Zykluswissen in meiner Beratung – und der Blick auf Natur & Kosmos

In meinem Coaching verbinde ich fachlich fundierte Aufklärung mit einem ganzheitlichen Blick: Unser Zyklus ist eingebettet in Rhythmen der Natur.

  • Mondphasen (Neumond → Vollmond → Neumond, ca. 29,5 Tage) bieten einen hilfreichen Rahmen für Reflexion und Fokussierung. NASA Science
  • Die Gezeiten werden wesentlich durch die Gravitation des Mondes geprägt – starkes Sinnbild für zyklische Kräfte. NASA Sciencescijinks.gov
  • Jahreszeiten-Metapher: Frühling (Follikelphase), Sommer (Eisprung), Herbst (Lutealphase), Winter (Menstruation) – als Sprache für Bedürfnisse und Energie.

Wichtig: Mond-Routinen sind kein medizinischer Anspruch, sondern ein bewusstes Ritual, um Selbstwahrnehmung & Selbstfürsorge zu stärken.


Übungen: Zykluswissen sofort nutzen

1) Zyklus-Tagebuch (5 Min/Tag)
Notiere täglich: Energie (0–10), Stimmung, Schlaf, besondere Symptome, Bewegung, soziale Aktivitäten. Nach 2–3 Zyklen erkennst du Muster – ideal für Termin- und Aufgabenplanung (z. B. kreative Arbeit in „Sommer“, Fokus/Orga im „Herbst“).

2) Mond-Mapping (1×/Woche)
Trage Mondphase + eigenes Befinden in den Kalender ein. Viele Frauen erleben mehr Einkehr zum Neumond und Strahlkraft/Sozialität zum Vollmond. Nutze Neumond für Journaling/Intentionen, Vollmond für Sichtbarkeit/Netzwerken.

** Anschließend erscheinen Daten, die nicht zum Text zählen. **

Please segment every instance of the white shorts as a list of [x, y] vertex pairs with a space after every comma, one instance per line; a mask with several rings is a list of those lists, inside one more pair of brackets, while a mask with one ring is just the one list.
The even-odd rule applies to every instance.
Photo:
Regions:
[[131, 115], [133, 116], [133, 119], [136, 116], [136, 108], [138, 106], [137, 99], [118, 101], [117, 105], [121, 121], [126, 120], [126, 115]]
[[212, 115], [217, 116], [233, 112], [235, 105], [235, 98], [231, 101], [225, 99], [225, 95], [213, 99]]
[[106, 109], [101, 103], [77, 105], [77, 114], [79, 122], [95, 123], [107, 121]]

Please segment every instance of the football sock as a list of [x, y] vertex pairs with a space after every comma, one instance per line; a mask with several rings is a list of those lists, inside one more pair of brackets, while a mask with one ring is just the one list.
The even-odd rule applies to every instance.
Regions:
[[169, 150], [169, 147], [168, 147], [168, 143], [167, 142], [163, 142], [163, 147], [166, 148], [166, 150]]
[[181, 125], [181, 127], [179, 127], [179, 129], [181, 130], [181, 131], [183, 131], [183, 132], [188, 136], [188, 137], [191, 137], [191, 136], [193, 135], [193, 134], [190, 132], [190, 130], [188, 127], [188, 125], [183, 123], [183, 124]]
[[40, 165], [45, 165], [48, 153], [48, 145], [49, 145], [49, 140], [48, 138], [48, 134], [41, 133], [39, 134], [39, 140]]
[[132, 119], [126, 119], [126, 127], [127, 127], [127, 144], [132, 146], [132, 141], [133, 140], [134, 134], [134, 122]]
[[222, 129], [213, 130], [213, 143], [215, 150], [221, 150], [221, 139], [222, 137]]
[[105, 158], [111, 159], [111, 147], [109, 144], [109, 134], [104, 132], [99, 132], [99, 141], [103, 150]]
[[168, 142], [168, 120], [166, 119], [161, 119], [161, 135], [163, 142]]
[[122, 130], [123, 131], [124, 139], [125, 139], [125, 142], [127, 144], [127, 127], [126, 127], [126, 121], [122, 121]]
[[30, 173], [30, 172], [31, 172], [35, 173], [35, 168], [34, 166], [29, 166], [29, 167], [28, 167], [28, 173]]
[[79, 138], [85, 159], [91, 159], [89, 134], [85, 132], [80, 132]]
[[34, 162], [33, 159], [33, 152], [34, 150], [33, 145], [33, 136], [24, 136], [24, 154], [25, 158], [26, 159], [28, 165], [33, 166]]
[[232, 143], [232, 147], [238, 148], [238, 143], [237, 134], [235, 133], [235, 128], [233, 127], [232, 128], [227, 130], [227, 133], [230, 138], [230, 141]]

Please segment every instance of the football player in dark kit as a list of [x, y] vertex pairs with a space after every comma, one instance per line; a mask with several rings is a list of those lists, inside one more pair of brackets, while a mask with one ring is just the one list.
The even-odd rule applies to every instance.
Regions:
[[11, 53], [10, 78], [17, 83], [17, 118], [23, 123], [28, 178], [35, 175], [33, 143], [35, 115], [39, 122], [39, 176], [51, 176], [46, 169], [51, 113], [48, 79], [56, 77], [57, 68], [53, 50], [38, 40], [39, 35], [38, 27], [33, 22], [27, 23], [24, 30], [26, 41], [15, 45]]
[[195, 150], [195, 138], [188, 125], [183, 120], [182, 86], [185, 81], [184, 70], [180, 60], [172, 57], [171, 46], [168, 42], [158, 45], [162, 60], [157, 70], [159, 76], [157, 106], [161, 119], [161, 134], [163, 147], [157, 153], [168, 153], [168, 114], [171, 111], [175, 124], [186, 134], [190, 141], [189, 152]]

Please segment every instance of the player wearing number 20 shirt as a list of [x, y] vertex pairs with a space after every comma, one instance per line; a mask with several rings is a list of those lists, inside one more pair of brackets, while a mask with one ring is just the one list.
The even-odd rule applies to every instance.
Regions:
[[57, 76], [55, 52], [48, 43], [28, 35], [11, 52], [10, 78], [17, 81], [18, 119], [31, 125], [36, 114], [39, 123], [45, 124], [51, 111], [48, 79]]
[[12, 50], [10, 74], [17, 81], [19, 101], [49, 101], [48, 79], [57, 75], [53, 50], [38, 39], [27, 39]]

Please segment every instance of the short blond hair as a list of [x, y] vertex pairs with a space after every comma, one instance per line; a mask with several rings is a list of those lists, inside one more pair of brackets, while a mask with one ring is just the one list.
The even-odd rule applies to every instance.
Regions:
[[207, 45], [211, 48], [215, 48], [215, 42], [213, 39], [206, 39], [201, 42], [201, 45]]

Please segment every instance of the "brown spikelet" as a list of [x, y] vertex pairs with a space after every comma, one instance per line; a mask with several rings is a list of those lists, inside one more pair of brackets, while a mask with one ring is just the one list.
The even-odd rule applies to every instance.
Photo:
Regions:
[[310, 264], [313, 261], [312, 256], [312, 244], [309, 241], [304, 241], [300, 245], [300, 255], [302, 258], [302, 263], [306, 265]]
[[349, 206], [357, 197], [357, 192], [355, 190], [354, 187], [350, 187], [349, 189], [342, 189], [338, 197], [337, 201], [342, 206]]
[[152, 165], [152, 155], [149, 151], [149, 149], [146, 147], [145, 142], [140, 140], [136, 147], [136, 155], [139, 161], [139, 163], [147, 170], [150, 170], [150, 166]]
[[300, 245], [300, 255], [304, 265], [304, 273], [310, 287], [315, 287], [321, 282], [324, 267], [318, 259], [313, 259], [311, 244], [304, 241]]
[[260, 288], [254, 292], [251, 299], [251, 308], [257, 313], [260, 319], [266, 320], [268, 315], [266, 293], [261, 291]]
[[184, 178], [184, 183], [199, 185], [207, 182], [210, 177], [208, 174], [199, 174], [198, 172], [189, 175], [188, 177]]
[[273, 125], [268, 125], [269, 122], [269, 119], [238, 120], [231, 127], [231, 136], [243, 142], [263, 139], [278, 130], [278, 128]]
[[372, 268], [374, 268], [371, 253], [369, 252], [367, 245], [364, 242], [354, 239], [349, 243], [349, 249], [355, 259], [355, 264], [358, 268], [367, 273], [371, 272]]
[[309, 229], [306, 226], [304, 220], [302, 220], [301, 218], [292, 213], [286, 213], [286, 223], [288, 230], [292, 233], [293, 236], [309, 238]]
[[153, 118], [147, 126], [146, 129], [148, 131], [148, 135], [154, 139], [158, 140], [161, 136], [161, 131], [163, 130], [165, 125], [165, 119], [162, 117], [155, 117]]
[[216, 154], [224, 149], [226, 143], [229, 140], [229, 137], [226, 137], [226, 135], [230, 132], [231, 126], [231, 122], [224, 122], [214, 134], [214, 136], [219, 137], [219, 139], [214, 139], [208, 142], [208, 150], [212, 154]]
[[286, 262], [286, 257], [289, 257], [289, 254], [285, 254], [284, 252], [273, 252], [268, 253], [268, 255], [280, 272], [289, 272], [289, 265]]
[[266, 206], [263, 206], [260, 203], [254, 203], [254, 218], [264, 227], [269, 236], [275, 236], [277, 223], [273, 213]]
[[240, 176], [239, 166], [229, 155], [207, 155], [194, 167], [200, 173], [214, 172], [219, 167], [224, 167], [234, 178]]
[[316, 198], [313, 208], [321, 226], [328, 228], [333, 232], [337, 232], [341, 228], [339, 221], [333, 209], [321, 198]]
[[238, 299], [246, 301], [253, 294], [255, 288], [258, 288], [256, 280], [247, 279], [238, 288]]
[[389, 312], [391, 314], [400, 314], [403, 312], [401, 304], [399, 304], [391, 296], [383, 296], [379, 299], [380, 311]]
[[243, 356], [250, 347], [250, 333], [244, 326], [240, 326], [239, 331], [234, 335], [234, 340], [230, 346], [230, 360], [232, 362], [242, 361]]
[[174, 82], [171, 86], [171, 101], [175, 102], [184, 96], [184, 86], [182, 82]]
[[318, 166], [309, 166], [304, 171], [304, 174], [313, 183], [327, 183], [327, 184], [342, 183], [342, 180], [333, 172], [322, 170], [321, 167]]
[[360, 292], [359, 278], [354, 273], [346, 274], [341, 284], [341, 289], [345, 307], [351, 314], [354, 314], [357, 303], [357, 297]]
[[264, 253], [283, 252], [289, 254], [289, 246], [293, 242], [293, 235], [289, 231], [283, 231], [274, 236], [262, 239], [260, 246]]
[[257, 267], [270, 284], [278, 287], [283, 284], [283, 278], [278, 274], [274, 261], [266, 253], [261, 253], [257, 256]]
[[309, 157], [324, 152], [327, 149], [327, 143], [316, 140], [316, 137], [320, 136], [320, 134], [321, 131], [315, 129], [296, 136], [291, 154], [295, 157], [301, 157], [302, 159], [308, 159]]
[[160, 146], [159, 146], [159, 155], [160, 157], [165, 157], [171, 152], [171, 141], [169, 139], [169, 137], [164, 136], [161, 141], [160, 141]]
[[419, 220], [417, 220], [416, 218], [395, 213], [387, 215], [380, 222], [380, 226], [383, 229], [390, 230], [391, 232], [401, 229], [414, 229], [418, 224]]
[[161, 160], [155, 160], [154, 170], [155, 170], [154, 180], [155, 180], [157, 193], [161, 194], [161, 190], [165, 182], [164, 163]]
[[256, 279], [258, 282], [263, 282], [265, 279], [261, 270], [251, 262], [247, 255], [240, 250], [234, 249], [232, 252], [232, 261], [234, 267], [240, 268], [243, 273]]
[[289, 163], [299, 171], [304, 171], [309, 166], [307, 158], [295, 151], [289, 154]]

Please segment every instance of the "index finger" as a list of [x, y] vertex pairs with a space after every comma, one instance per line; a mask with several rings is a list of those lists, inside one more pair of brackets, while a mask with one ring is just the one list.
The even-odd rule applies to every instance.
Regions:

3) „Saisonale“ Selbstfürsorge

  • Frühling (Follikel): Neues starten, leichte Cardio, Brainstorming.
  • Sommer (Eisprung): Pitches, Gespräche, Community-Aktionen.
  • Herbst (Luteal): Priorisieren, To-dos abschließen, sanftes Krafttraining.
  • Winter (Menstruation): Rückzug, Wärme, Schlaf priorisieren.

Nützliche Links & Ressourcen


Und du?

Wie erlebst du die Perimenopause oder Wechseljahre? Welche Fragen hast du – oder welche Mythen möchtest du endlich loswerden? Teile es doch in den Kommentaren.



2 Gedanken zu “Woman on Fire – Warum uns Zykluswissen in den Wechseljahren befreien kann

  1. Ich war 43, als mein Körper sich zurückzog.

    Neun Kilo verlor ich in wenigen Wochen. Ich konnte kaum noch essen – mir war einfach ständig übel. Tag und Nacht. Ich schlief nicht mehr. Ich schwitzte so heftig, dass ich manchmal stündlich das Nachthemd wechselte. Mein Kreislauf fuhr Achterbahn. Ich fühlte mich wie ausgehöhlt – körperlich und seelisch. Aber niemand fand etwas. Keine Diagnose passte.

    Was niemand sehen wollte: Dass es die Hormone waren.

    Erst durch „Woman on Fire“ habe ich verstanden, was da eigentlich in mir passiert. Ich weiß noch genau, wie ich es gelesen habe – mit klopfendem Herzen. Weil da endlich Worte waren. Und Antworten. Und das Gefühl: Ich bin nicht verrückt. Ich bin nicht allein.

    Heute geht es mir besser. Ich kann wieder schlafen. Ich habe wieder Appetit. Ich nehme langsam wieder zu. Ich schwitze kaum noch. Ich spüre mich wieder.

    Dieses Buch war für mich kein Ratgeber – es war ein Rettungsanker. Und ich bin so dankbar, dass ich es zur richtigen Zeit in den Händen hielt. Nicht allein, sondern mit jemandem an meiner Seite, die genau gespürt hat, was ich gerade brauche. Ohne Druck. Ohne Urteil. Einfach da.

    Danke, liebe Fabienne, dass du genau diesen Raum öffnest. Dass du mit Wissen, Klarheit und Herz aufzeigst, was so vielen von uns fehlt.

    Ich wünsche mir, dass jede Frau in dieser Lebensphase so gesehen, begleitet und gestärkt wird – wie ich.

    Denn dann beginnt ausgerechnet in der größten Krise oft das, was wir lange nicht für möglich gehalten hätten:

    Rückverbindung. Klarheit. Und leises Aufblühen.